The reading is taken from Psalm 145 v.1-9. Church organist John Strain plays the hymns Come let us sing of a wonderful love (Junior Mission Praise 29) and Courage friend and do not stumble (Hymns of Faith and Freedom 329). As well as marking Mothers Day our service also considers the third part of the history of the Non-Subscribing Presbyterian Church of Ireland.
International Women’s Day
For this week’s ‘Time for a Story’ Sue Steers has put together this short film for the week of International Women’s Day. It looks at the lives of four women, from different eras, who made a difference to society and the world around them.
In part two of the history of the NSPCI mention was made of Rev Samuel Clarke, Rector of St James’s Piccadilly (or Westminster depending on which location you prefer) who published ‘The Scripture Doctrine of the Trinity’ in 1712. A radical and widely read Anglican theologian in the early eighteenth century, Ballee NSP Church (which has had its own library since the 1830s) actually has eight volumes of Samuel Clarke’s sermons.

But although these were published in 1743 they didn’t come to Ballee then. A signed dedication reveals that they were given by the Rev David Maginnis (who was born in Downpatrick and became minister of York Street in Belfast) to the Rev John Porter, born in Moneyreagh and, in 1850, about to commence his ministry in Ringwood, Hampshire where he stayed for ten years before coming to Ballee in 1860. An interesting indication of a friendship between two radically inclined Non-Subscribing ministers in the mid-nineteenth century, still valuing the works of an Anglican radical of one hundred years before.
It is interesting to note that the volumes originally belonged to an owner who had their own coat of arms which was reproduced in the books as a bookplate.
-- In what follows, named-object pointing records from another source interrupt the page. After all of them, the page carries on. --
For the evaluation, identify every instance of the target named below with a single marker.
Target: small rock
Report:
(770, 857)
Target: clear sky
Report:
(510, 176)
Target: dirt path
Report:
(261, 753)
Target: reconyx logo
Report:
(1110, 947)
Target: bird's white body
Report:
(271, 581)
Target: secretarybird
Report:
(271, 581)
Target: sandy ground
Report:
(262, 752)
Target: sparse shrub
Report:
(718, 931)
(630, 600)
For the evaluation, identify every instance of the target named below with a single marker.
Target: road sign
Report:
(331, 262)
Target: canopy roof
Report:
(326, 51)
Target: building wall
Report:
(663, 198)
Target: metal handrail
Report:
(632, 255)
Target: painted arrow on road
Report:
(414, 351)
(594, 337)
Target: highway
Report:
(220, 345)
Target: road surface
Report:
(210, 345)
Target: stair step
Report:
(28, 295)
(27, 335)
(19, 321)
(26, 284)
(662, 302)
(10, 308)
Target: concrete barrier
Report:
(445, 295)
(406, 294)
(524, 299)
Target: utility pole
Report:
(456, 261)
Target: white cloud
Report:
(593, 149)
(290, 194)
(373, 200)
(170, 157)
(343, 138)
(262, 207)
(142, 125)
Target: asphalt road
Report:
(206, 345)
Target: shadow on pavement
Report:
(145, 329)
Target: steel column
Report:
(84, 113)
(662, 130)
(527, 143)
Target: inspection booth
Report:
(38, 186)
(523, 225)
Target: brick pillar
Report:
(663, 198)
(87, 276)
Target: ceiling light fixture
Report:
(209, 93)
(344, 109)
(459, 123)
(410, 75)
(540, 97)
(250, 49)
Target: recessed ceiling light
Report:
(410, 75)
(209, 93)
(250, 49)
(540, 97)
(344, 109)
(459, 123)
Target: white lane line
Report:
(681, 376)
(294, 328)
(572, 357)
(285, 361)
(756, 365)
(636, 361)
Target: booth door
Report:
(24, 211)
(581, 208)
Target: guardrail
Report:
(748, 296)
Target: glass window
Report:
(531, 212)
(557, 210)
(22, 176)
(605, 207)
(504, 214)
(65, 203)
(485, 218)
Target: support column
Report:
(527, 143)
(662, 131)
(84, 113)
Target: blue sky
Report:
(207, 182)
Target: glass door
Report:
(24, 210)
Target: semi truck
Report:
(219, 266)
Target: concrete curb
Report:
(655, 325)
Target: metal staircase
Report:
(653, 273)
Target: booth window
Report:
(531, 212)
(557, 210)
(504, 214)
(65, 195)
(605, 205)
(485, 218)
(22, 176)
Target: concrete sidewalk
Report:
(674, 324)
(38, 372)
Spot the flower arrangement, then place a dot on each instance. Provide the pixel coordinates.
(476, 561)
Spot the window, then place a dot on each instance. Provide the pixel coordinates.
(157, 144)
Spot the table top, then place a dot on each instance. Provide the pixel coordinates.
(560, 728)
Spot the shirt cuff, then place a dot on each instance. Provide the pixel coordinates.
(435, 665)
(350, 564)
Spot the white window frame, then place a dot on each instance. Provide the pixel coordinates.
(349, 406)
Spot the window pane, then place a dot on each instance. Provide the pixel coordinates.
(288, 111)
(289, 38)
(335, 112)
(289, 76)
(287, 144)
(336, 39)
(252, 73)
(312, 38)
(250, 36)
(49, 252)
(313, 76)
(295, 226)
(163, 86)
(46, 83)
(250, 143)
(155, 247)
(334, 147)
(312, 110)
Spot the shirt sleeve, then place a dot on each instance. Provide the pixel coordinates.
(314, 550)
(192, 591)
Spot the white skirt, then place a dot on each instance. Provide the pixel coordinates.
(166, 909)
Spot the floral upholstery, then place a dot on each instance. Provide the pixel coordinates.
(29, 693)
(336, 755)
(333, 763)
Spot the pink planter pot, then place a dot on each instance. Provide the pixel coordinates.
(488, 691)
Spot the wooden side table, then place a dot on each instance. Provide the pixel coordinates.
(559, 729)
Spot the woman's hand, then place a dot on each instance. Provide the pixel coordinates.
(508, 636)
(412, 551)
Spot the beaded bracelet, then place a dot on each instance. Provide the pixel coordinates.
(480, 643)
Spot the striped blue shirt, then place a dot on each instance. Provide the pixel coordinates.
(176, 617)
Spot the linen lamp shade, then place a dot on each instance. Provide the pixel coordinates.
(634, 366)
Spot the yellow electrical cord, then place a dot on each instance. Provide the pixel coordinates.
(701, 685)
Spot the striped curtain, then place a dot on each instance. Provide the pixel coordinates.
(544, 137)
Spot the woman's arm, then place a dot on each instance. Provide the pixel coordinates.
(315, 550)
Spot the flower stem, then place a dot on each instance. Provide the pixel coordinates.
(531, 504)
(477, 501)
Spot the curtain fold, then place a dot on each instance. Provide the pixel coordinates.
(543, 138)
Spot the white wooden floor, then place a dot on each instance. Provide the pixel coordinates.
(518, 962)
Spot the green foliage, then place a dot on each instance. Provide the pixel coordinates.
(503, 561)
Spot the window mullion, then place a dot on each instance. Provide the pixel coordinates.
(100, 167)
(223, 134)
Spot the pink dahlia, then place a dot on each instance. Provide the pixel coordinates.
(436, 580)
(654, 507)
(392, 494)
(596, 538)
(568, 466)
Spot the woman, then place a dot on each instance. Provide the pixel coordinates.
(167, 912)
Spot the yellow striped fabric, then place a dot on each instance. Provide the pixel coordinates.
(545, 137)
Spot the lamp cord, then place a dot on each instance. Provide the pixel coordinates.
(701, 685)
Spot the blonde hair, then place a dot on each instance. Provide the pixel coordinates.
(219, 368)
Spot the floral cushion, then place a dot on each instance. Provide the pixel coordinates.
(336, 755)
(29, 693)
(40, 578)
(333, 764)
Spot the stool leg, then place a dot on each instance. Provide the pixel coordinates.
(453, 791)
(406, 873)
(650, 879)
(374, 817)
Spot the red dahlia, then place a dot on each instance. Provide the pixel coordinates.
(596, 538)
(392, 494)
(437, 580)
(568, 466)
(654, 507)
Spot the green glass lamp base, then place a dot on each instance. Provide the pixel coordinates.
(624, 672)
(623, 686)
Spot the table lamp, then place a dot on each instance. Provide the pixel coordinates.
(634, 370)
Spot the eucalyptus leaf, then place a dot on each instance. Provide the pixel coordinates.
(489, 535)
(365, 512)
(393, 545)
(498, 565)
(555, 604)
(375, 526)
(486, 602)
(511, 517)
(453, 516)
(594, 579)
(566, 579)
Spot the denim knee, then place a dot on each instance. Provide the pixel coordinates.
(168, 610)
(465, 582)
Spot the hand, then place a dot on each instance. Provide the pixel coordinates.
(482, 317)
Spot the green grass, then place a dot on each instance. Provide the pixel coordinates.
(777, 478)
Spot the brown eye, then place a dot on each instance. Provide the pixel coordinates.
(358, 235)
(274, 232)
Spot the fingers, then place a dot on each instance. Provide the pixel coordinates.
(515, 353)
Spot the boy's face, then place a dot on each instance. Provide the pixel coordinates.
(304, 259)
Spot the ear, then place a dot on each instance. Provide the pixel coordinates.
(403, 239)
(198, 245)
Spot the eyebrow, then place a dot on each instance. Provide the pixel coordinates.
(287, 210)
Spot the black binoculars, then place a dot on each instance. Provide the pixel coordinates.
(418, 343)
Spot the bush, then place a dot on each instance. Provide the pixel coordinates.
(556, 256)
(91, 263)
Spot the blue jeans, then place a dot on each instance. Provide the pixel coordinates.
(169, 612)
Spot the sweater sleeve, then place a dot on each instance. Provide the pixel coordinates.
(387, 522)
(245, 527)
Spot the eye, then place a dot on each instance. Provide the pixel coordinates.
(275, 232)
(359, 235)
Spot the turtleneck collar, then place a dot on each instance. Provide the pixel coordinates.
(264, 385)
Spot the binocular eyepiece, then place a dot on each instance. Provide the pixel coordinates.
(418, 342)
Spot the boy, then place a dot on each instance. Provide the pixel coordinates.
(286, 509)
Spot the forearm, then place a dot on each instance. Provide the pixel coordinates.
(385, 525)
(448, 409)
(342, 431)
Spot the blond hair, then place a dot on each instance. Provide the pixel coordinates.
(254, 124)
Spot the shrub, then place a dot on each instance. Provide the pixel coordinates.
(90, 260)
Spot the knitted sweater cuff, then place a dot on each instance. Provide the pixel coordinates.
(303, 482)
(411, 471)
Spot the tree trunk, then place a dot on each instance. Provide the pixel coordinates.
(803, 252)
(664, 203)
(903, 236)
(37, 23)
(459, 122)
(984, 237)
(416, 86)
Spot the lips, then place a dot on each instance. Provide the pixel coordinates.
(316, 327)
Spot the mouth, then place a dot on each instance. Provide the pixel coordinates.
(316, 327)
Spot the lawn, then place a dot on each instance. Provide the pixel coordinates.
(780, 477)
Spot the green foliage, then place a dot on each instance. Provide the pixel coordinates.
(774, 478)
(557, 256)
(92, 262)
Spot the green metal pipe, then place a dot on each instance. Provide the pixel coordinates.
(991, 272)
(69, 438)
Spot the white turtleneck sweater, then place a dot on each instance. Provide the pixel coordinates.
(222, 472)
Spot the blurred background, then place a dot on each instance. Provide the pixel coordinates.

But at some point the name or motto that appeared underneath the coat of arms has been scored out. So, unless an expert in heraldry can tell us who the arms belonged to, we don’t know who the original owner was.
I have a memory of a conversation with Duncan McGuffie, former Unitarian minister, latterly C of E parish priest. He told me that the renowned Dr. Johnson read Samuel Clarke while on his deathbed.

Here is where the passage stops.